LONDON: Europe’s main stock markets rose yesterday, shrugging off Standard & Poor’s slashing Spain’s credit rating, and gained added steam from a big drop in US jobs claims.
London’s benchmark FTSE 100 index of top companies ended the day up 0.92 percent at 5,829.75 points, while in Frankfurt the Dax 30 added 1.06 percent to 7,281.7 points and in Paris the CAC 40 jumped 1.42 percent to 3,413.72 points.
Wall Street also clocked gains after the US Labour Department reported that new claims for unemployment insurance benefits plunged unexpectedly last week to a four-year low of 339,000.
In midday trade the Dow Jones Industrial Average had climbed 0.19 percent to 13,370.78 points, while the S&P 500 gained 0.42 percent to 1,438.56 points, and the tech-rich Nasdaq added 0.26 percent to 3,059.82 points.
In foreign exchange trading, the euro rose to $1.2929 from $1.2887 late in New York on Wednesday.
“Stocks and commodities have caught a tailwind today, boosted by better than expected jobs numbers out of the United States,” said CMC Markets analyst Colin Cieszynski.

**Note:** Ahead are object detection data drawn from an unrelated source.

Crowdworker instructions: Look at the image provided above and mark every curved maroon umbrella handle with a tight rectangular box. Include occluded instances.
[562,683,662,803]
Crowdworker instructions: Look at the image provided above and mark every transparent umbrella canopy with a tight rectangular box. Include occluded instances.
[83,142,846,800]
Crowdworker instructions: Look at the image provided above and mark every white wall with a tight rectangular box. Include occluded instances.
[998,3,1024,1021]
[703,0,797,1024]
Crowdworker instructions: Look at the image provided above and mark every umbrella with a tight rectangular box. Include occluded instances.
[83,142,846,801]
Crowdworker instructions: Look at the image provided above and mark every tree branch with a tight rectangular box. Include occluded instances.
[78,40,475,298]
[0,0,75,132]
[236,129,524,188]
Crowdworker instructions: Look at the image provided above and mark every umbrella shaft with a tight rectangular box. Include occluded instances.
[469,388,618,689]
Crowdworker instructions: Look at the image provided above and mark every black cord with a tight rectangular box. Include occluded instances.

Spain vowed yesterday to defy predictions of a deep recession next year after the credit rating downgrade left its debt hovering just above junk-bond status.

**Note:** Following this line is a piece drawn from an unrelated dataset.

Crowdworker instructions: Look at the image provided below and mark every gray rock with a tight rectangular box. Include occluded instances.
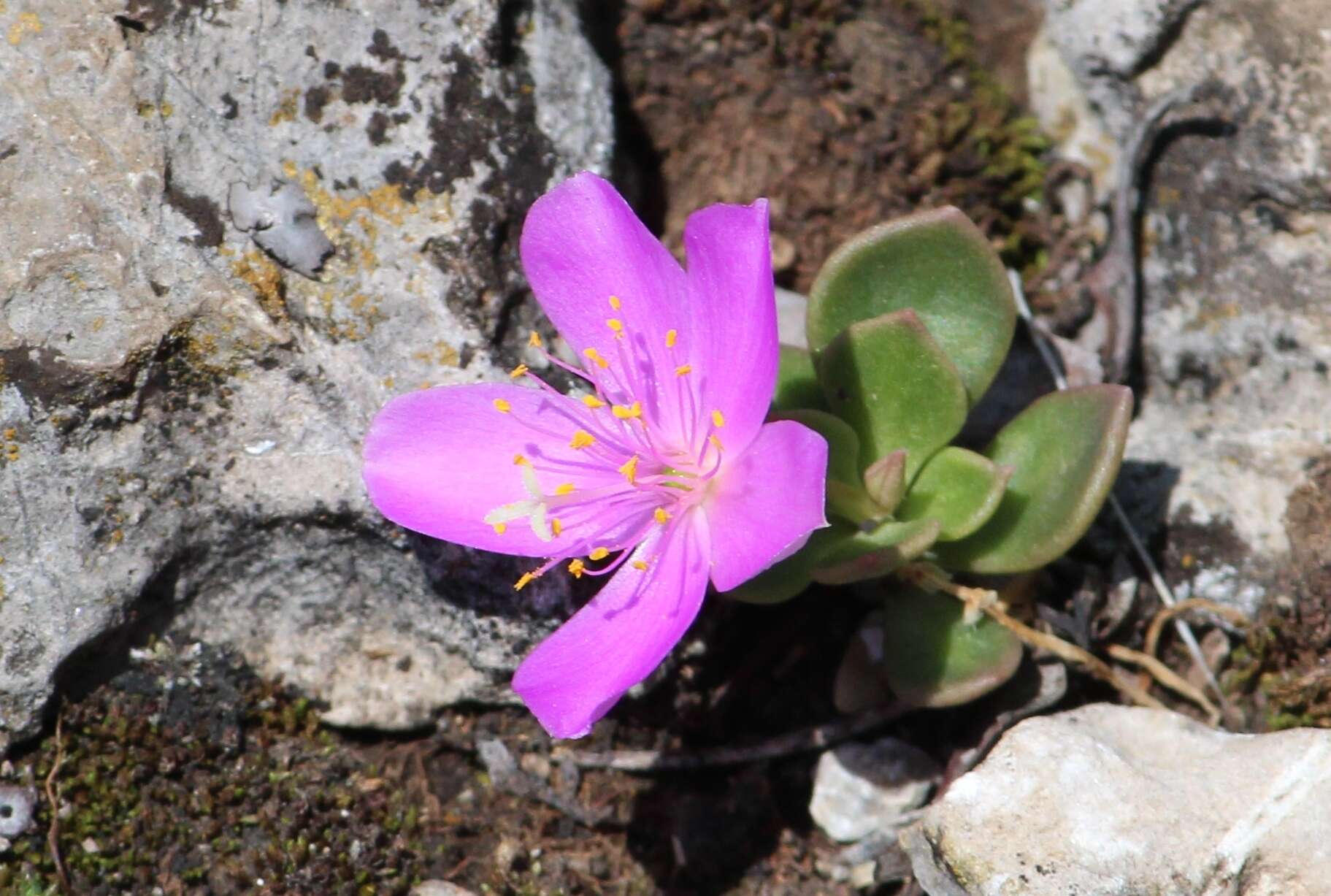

Standard & Poor’s sliced the nation’s rating late on Wednesday, citing a deepening recession with one-quarter of workers unemployed, mass protests, and growing political friction between Madrid and the debt-struck regions.

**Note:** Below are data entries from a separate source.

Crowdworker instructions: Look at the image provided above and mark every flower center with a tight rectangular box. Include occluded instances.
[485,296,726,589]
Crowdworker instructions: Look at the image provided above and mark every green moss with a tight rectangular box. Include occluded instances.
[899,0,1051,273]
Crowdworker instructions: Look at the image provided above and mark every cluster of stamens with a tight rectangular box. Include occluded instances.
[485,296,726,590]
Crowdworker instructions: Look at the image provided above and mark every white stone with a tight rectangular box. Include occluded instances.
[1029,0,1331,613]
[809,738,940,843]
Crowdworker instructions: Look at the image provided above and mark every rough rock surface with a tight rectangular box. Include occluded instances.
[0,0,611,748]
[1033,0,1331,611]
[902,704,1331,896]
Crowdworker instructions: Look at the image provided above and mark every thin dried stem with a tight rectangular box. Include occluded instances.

S&P cut the rating to BBB- from BBB+, just one level above “speculative” or “junk” grade debt, which could have sent Madrid’s borrowing costs skyrocketing to untenable levels. “There were concerns earlier that the two-notch Spanish downgrade would have a negative effect on the markets given the uncertainty surrounding Spain at the moment,” said James Hughes, chief market analyst at Alpari trading group.
Madrid’s IBEX 35 index spent the morning down, but climbed into positive territory after the US jobs numbers, and ended the day with a gain of 0.87 percent. “What we’ve actually seen is only a very small reaction given the scale of the downgrade to near junk status.”
Spanish bond yields even eased slightly yesterday, down to 5.764 percent from 5.804 percent on Wednesday, and Hughes noted they remained “far below the levels that are considered to be unsustainable.” S&P expressed doubts that all eurozone governments would back the bloc’s effort to recapitalise Spanish banks, leaving more of the burden at least on the Spanish government, which might need a full bailout.
In London, shares in Burberry soared 9.97 percent to 1,136 pence after the British luxury clothing and accessories group’s second-quarter performance reassured markets despite a recent profits warning. In Paris meanwhile, shares in Carrefour jumped 3.69 percent to ¤16.58 after the French supermarket giant said its third quarter sales gained 2.1 percent, helped by an increase in its ailing home market and in Latin America.